President Joe Biden defended his decision to end the US war in Afghanistan but analysts say the collapse of the Afghan government and the return of the Taliban was a crushing coda to the American military mission in the country.

The Taliban fighters celebrated victory after driving out the world’s most powerful military out of the country

The Taliban fighters celebrated victory after driving out the world’s most powerful military out of the country
(AFP)

The United States on Monday brought to an end its 20-year war in Afghanistan, withdrawing its last remaining troops.

“My fellow Americans, the war in Afghanistan is now over,” Biden said from the White House.

He added, “I refuse to continue a war that was no longer in the service of the vital national interest of our people”.

General Kenneth McKenzie, the US commander responsible for troops in Afghanistan, announced the end of the war saying “there’s a lot of heartbreak associated with this departure. We did not get everybody out that we wanted to get out.”

McKenzie also said that the US and its allies had evacuated 123,000 civilians but the military had not been able to evacuated every American citizen or Afghan ally.

What happened in the US on September 11, 2001 changed the course of history.

Two airlines flew into the World Trade Center killing nearly 3,000 people – an attack colloquially known as 9/11.

What followed was the US invasion of Afghanistan to root out Al Qaeda in 2001, which was responsible for the September 11 attacks.

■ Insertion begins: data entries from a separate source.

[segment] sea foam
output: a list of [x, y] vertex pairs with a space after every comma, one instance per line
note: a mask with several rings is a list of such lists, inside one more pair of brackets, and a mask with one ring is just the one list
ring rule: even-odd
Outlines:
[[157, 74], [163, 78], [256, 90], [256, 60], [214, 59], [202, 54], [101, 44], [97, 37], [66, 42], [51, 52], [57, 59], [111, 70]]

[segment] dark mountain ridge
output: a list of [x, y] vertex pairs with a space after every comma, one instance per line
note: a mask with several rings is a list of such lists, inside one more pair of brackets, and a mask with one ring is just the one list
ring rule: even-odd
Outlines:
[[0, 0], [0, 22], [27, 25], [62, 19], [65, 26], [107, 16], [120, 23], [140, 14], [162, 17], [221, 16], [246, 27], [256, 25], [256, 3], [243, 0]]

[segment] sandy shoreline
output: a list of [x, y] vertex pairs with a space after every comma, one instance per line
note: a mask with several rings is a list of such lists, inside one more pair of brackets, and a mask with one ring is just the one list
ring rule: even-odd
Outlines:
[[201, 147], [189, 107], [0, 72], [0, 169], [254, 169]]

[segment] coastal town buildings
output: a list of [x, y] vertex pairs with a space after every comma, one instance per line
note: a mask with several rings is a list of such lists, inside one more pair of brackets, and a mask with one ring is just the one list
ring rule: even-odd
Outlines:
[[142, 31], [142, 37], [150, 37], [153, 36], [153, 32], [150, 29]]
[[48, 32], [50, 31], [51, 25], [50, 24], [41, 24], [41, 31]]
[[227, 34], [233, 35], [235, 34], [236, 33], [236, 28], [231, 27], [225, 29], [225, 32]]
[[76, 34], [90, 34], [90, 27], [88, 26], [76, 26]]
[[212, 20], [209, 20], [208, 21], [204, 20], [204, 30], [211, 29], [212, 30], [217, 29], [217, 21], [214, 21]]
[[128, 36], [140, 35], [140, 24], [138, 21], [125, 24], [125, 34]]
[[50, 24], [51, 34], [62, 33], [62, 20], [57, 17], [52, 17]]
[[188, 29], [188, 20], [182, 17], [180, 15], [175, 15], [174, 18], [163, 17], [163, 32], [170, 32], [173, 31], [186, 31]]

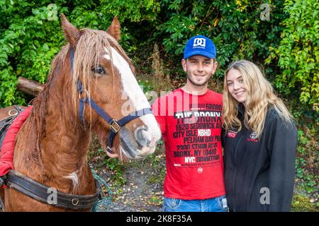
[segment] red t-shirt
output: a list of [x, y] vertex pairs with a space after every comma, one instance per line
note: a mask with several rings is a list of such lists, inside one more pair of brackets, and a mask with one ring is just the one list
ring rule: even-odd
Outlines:
[[158, 98], [152, 110], [165, 143], [164, 196], [206, 199], [225, 194], [220, 132], [223, 95], [181, 89]]

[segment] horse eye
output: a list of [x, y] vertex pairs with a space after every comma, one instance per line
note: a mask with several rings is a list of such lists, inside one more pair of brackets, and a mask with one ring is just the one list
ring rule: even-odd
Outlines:
[[105, 71], [101, 66], [97, 66], [92, 69], [92, 71], [100, 75], [105, 74]]

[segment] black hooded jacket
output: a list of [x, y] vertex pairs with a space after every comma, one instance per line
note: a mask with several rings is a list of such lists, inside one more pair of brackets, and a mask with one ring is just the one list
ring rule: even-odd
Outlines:
[[269, 109], [260, 138], [244, 125], [222, 133], [225, 184], [230, 211], [290, 211], [293, 193], [297, 129]]

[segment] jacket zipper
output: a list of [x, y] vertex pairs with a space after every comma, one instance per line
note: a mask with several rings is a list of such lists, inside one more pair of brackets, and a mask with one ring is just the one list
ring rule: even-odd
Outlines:
[[[240, 138], [239, 138], [239, 140], [238, 140], [238, 142], [237, 142], [237, 143], [236, 144], [236, 146], [235, 146], [235, 151], [234, 151], [234, 162], [235, 162], [235, 167], [237, 168], [237, 163], [236, 163], [236, 160], [237, 160], [237, 148], [238, 148], [238, 146], [239, 146], [239, 145], [240, 145], [240, 141], [242, 141], [242, 138], [244, 138], [245, 136], [245, 133], [244, 133], [244, 135], [242, 136], [241, 136]], [[235, 169], [236, 170], [236, 169]], [[236, 178], [236, 172], [237, 172], [237, 170], [235, 170], [235, 172], [234, 172], [234, 175], [233, 176], [233, 194], [235, 194], [235, 179]], [[235, 209], [235, 203], [236, 203], [236, 196], [235, 196], [235, 197], [234, 197], [234, 202], [233, 202], [233, 210], [234, 211], [234, 212], [235, 212], [236, 211], [236, 209]]]

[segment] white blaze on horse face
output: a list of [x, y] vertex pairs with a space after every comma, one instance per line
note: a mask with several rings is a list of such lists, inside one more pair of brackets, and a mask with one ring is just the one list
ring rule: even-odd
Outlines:
[[[108, 52], [106, 48], [106, 51]], [[128, 63], [113, 47], [111, 47], [111, 51], [113, 66], [118, 70], [121, 74], [122, 85], [124, 90], [124, 96], [122, 97], [125, 99], [128, 97], [130, 100], [125, 102], [125, 103], [128, 103], [128, 105], [125, 105], [125, 103], [124, 106], [122, 107], [122, 114], [124, 116], [126, 116], [135, 111], [138, 111], [144, 108], [150, 108], [150, 103], [138, 85]], [[110, 56], [106, 54], [105, 55], [105, 58], [109, 59]], [[128, 111], [128, 109], [129, 109]], [[145, 136], [146, 138], [147, 138], [147, 139], [150, 141], [149, 146], [152, 148], [154, 147], [155, 148], [156, 142], [160, 140], [161, 137], [161, 132], [155, 117], [153, 114], [147, 114], [141, 116], [139, 119], [140, 119], [148, 127], [148, 130], [147, 131], [144, 131], [143, 133], [144, 136]], [[154, 151], [153, 150], [150, 150]], [[146, 151], [143, 152], [146, 153]]]

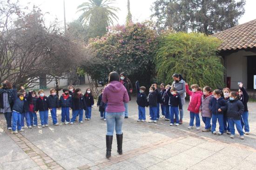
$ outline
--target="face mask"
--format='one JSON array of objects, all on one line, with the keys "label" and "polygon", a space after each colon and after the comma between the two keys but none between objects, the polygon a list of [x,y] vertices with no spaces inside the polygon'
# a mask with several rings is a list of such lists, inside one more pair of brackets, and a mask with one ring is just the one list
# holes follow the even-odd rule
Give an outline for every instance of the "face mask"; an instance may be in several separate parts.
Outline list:
[{"label": "face mask", "polygon": [[224,97],[228,97],[229,96],[229,93],[224,93]]}]

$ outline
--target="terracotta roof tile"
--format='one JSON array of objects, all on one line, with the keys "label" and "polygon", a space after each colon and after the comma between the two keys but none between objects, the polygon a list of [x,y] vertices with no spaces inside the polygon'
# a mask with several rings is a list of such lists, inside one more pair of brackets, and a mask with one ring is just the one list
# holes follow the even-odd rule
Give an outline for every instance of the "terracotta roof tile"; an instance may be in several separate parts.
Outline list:
[{"label": "terracotta roof tile", "polygon": [[212,35],[222,41],[218,50],[240,50],[256,47],[256,19]]}]

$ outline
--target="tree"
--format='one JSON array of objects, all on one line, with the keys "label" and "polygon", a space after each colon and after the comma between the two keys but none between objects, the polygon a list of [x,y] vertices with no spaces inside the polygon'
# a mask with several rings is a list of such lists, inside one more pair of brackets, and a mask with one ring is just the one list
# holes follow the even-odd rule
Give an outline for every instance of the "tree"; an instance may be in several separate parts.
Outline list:
[{"label": "tree", "polygon": [[107,27],[113,25],[113,19],[118,19],[115,13],[119,8],[111,6],[115,3],[115,0],[88,1],[77,7],[78,12],[82,12],[80,20],[85,25],[88,24],[88,37],[101,37],[107,33]]},{"label": "tree", "polygon": [[223,87],[224,68],[217,54],[221,44],[218,39],[180,32],[163,34],[159,41],[155,61],[161,82],[171,83],[173,74],[178,73],[190,84]]},{"label": "tree", "polygon": [[245,0],[157,0],[152,17],[160,30],[211,35],[237,25],[245,4]]},{"label": "tree", "polygon": [[127,11],[128,13],[126,17],[126,25],[128,25],[129,23],[133,22],[132,13],[130,8],[130,0],[127,0]]}]

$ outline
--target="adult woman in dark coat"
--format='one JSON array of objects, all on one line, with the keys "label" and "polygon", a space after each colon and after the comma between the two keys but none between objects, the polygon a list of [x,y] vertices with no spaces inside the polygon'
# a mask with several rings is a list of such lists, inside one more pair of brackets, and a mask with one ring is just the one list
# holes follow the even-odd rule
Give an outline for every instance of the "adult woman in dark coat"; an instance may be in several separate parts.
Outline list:
[{"label": "adult woman in dark coat", "polygon": [[[122,72],[120,74],[120,82],[123,84],[124,86],[127,90],[128,95],[129,95],[129,100],[132,100],[131,94],[133,93],[133,86],[130,80],[127,77],[127,75],[125,72]],[[124,107],[125,107],[125,116],[124,118],[128,118],[128,103],[124,103]]]}]

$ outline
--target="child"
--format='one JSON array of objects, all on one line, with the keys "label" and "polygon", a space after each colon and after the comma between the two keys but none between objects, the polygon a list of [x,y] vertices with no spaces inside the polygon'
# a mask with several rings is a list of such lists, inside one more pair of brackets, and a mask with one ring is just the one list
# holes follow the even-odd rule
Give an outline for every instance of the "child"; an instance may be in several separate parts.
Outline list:
[{"label": "child", "polygon": [[18,132],[24,131],[24,130],[21,128],[21,113],[24,113],[24,96],[22,93],[19,93],[18,94],[16,93],[14,95],[16,99],[14,99],[13,107],[12,134],[18,133]]},{"label": "child", "polygon": [[154,122],[156,123],[157,119],[157,98],[158,92],[155,90],[155,87],[152,86],[149,88],[149,94],[148,101],[149,106],[149,114],[150,115],[150,120],[148,123]]},{"label": "child", "polygon": [[202,132],[210,132],[211,131],[211,119],[212,114],[211,111],[209,109],[209,104],[212,98],[212,89],[208,86],[203,88],[203,95],[202,97],[202,105],[200,107],[200,110],[202,116],[202,120],[205,125]]},{"label": "child", "polygon": [[39,111],[42,127],[48,127],[49,103],[48,98],[44,94],[43,90],[38,91],[39,97],[36,100],[35,113]]},{"label": "child", "polygon": [[[226,102],[229,100],[229,94],[230,93],[230,89],[229,88],[225,88],[223,89],[223,93],[224,94],[224,99]],[[229,130],[229,126],[227,118],[227,112],[224,112],[223,114],[223,121],[224,123],[224,132],[227,132],[227,134],[230,134],[230,131]]]},{"label": "child", "polygon": [[24,128],[24,118],[26,119],[26,122],[27,123],[27,126],[29,129],[32,128],[31,126],[31,122],[30,122],[30,117],[29,117],[29,103],[28,102],[28,96],[27,92],[24,90],[25,88],[21,86],[20,87],[21,89],[20,90],[20,93],[22,93],[23,94],[23,102],[24,103],[24,113],[21,113],[21,128]]},{"label": "child", "polygon": [[97,106],[99,107],[99,112],[101,113],[101,119],[104,119],[104,121],[106,121],[106,112],[105,110],[106,105],[103,102],[102,100],[103,92],[104,88],[101,88],[101,94],[100,94],[98,99]]},{"label": "child", "polygon": [[190,96],[189,104],[188,110],[190,112],[190,121],[188,129],[191,129],[194,126],[194,120],[195,117],[195,126],[196,130],[200,129],[200,118],[199,117],[199,109],[201,105],[201,98],[202,93],[198,91],[199,86],[197,84],[191,86],[192,91],[189,90],[187,83],[185,83],[187,93]]},{"label": "child", "polygon": [[29,103],[29,117],[30,118],[30,124],[33,127],[37,126],[37,115],[35,112],[35,104],[37,96],[35,91],[33,90],[28,92],[28,101]]},{"label": "child", "polygon": [[159,102],[160,103],[160,105],[161,106],[161,110],[162,111],[162,118],[164,118],[165,116],[165,107],[164,107],[163,105],[163,101],[162,100],[162,96],[163,96],[163,94],[164,94],[164,92],[166,91],[166,89],[165,89],[165,88],[164,87],[164,84],[162,83],[160,85],[160,89],[161,91],[159,92]]},{"label": "child", "polygon": [[249,95],[243,86],[243,84],[240,82],[239,84],[239,90],[238,91],[239,93],[239,100],[243,102],[243,106],[244,106],[244,110],[243,114],[242,114],[241,116],[241,125],[242,129],[243,129],[243,126],[244,125],[245,134],[249,135],[250,133],[250,129],[249,122],[248,121],[249,113],[248,112],[247,103],[249,100]]},{"label": "child", "polygon": [[79,122],[83,123],[83,112],[86,110],[85,100],[82,94],[80,88],[77,88],[74,91],[71,100],[71,106],[74,113],[70,124],[73,125],[77,115],[79,115]]},{"label": "child", "polygon": [[91,93],[91,88],[86,89],[86,93],[84,94],[84,97],[86,103],[86,110],[85,111],[85,120],[90,120],[92,116],[92,107],[94,105],[94,96]]},{"label": "child", "polygon": [[148,101],[147,95],[145,94],[146,88],[144,86],[140,87],[139,81],[136,82],[136,89],[137,89],[137,104],[139,110],[139,118],[138,122],[145,122],[146,120],[146,110],[145,107],[147,106]]},{"label": "child", "polygon": [[71,107],[71,96],[68,94],[68,89],[63,89],[63,94],[60,99],[60,106],[61,107],[61,122],[67,125],[70,122],[69,108]]},{"label": "child", "polygon": [[[223,108],[226,107],[226,102],[222,97],[222,92],[216,89],[213,91],[214,97],[212,98],[209,104],[209,109],[212,113],[212,133],[221,135],[224,133],[223,123]],[[220,132],[216,132],[216,123],[217,120],[219,125]]]},{"label": "child", "polygon": [[163,101],[163,105],[164,107],[165,112],[165,120],[169,121],[170,120],[170,106],[169,106],[169,99],[170,97],[169,95],[166,93],[166,91],[171,86],[169,84],[168,84],[165,87],[166,91],[164,92],[163,96],[162,96],[162,101]]},{"label": "child", "polygon": [[[170,93],[170,91],[171,93]],[[170,88],[167,90],[166,93],[169,97],[169,105],[170,106],[170,126],[173,126],[174,123],[174,115],[176,119],[175,126],[178,126],[179,124],[179,108],[182,110],[182,104],[181,96],[177,93],[177,89],[174,87]]]},{"label": "child", "polygon": [[243,102],[239,100],[239,95],[236,92],[232,92],[229,94],[229,100],[223,110],[227,111],[227,117],[230,129],[230,138],[235,137],[235,125],[240,135],[241,139],[244,139],[243,132],[241,125],[241,117],[244,110]]},{"label": "child", "polygon": [[59,97],[56,95],[56,90],[54,88],[51,88],[50,90],[50,93],[51,94],[48,96],[48,101],[53,123],[54,126],[58,126],[59,123],[57,120],[57,108],[60,107]]}]

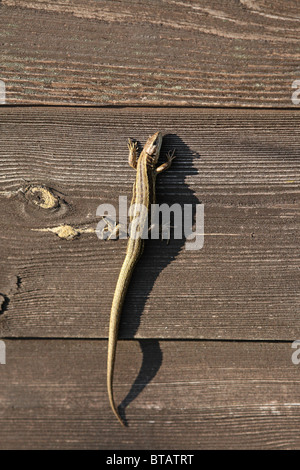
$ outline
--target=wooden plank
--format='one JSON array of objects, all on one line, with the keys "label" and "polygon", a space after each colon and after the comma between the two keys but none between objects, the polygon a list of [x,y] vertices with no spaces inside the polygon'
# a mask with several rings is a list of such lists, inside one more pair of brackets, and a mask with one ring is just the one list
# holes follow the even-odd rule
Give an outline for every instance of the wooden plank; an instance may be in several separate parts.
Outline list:
[{"label": "wooden plank", "polygon": [[8,104],[297,106],[297,0],[2,0],[0,8]]},{"label": "wooden plank", "polygon": [[6,340],[0,448],[299,449],[290,343],[141,345],[119,344],[124,429],[106,396],[105,341]]},{"label": "wooden plank", "polygon": [[[167,134],[163,153],[177,148],[158,202],[204,203],[206,236],[198,251],[184,240],[148,241],[121,338],[298,336],[299,113],[23,108],[0,116],[2,336],[107,337],[126,240],[98,240],[96,208],[117,207],[119,195],[130,202],[127,137],[144,142],[156,129]],[[64,224],[83,233],[67,240],[49,231]]]}]

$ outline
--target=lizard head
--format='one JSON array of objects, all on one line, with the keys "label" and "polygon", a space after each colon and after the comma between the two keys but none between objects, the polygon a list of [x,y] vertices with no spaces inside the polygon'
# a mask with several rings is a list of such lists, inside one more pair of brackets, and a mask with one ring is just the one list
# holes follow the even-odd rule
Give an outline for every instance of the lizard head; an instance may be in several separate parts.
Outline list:
[{"label": "lizard head", "polygon": [[162,133],[156,132],[153,134],[147,142],[145,143],[144,150],[149,155],[149,157],[153,158],[153,163],[156,164],[159,158],[159,152],[162,144]]}]

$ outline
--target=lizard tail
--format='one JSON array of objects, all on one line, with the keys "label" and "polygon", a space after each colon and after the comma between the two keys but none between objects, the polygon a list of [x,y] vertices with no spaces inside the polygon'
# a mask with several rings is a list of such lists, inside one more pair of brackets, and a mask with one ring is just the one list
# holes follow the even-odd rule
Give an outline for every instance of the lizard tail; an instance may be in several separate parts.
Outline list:
[{"label": "lizard tail", "polygon": [[113,376],[114,376],[114,366],[115,366],[115,355],[116,355],[116,341],[109,341],[108,342],[108,356],[107,356],[107,393],[108,399],[111,406],[112,411],[114,412],[115,417],[118,421],[125,426],[124,421],[122,420],[121,416],[118,413],[114,394],[113,394]]}]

The group had allegedly sought sanctuary in the country as well.

The US also toppled the Taliban government, which offered a surrender a few months later but was rejected by the US.

In 2002, the US announced Afghanistan was free of al Qaeda and its strategic goalposts moved to reconstruction of the country.

By this point, the Taliban was reorganising to launch an insurgency in the country, and so, followed years of war that claimed tens of thousands of lives.

Fast forward to 2021. After the US spent billions of dollars to support the Afghan government and its national forces, its collapse and the return of the Taliban this month was a crushing coda to the American military mission in Afghanistan, analysts say.

“The collapse of the Afghan government will have a long-lasting effect on Afghanistan. The collapse of the republic, despite it is flaws and pervasive corruption, was the shattering of many dreams of ordinary educated Afghans who no longer see a future for themselves under the Taliban regime,” Sabir Ibrahimi, a non-resident scholar at NYU’s centre on international cooperation, told TRT World.

And so, the question remains, has the US achieved its goal in this 20-year-old war in Afghanistan?

Retired Army Brigadier General Mark Kimmitt told TRT World that the goal of the US was to kill or capture Osama bin Laden and ensure Afghanistan would never again be a safe haven and sanctuary for terrorist groups.

“We achieved the first objective and in the February 2020 US-Taliban agreement, the Taliban pledged to ensure the second objective. If the Taliban live up to their pledges, then the US could be said to achieve its initial goals,” he said.

However, Ibrahimi said the US-Taliban deal gave the armed group an upper hand on ground and in negotiations with Afghan officials.

The deal included a full withdrawal of foreign forces and a Taliban guarantee that Afghan soil will not be used as a launch pad for global attacks.

“The US emboldened the Taliban with the US-Taliban deal which gave the group an edge. The US also cut air and technical support to the Afghan national security and defense forces which also damaged the morale of the fighters,” says Ibrahimi.

Former CIA Director General David Petraeus said in an interview with TRT World earlier this month that the decision to withdraw troops from Afghanistan would be one that “we would come to regret”.

“I didn’t think we would come to regret it quite as quickly as it seems. We are coming to regret it because clearly the situation is deteriorating very rapidly,” Petraeus, who also commanded US forces in Afghanistan, said.

“Never invade Afghanistan” – British prime minister Harold Macmillan

On Monday around midnight, the Taliban fighters watched the last US planes disappear and then fired their guns into air, celebrating victory after driving out the world’s most powerful military out of the country.

Taliban spokesperson Zabihullah Mujahid said the US had been defeated and that Afghanistan is now a “free and sovereign nation”.

With 150,000 NATO troops in the country at the peak of US’s “war on terror” and thousands of lives lost, many ask if the war was worth it when the Taliban was able to swiftly take back the country in just 10 days.

“The major lesson learned is to avoid “mission creep”, whereby you take on additional missions beyond those that brought the US in initially,” General Kimmitt said.

“Nation building kept the US in Afghanistan longer, in greater numbers, at greater cost and with less chance of success than what brought us in.”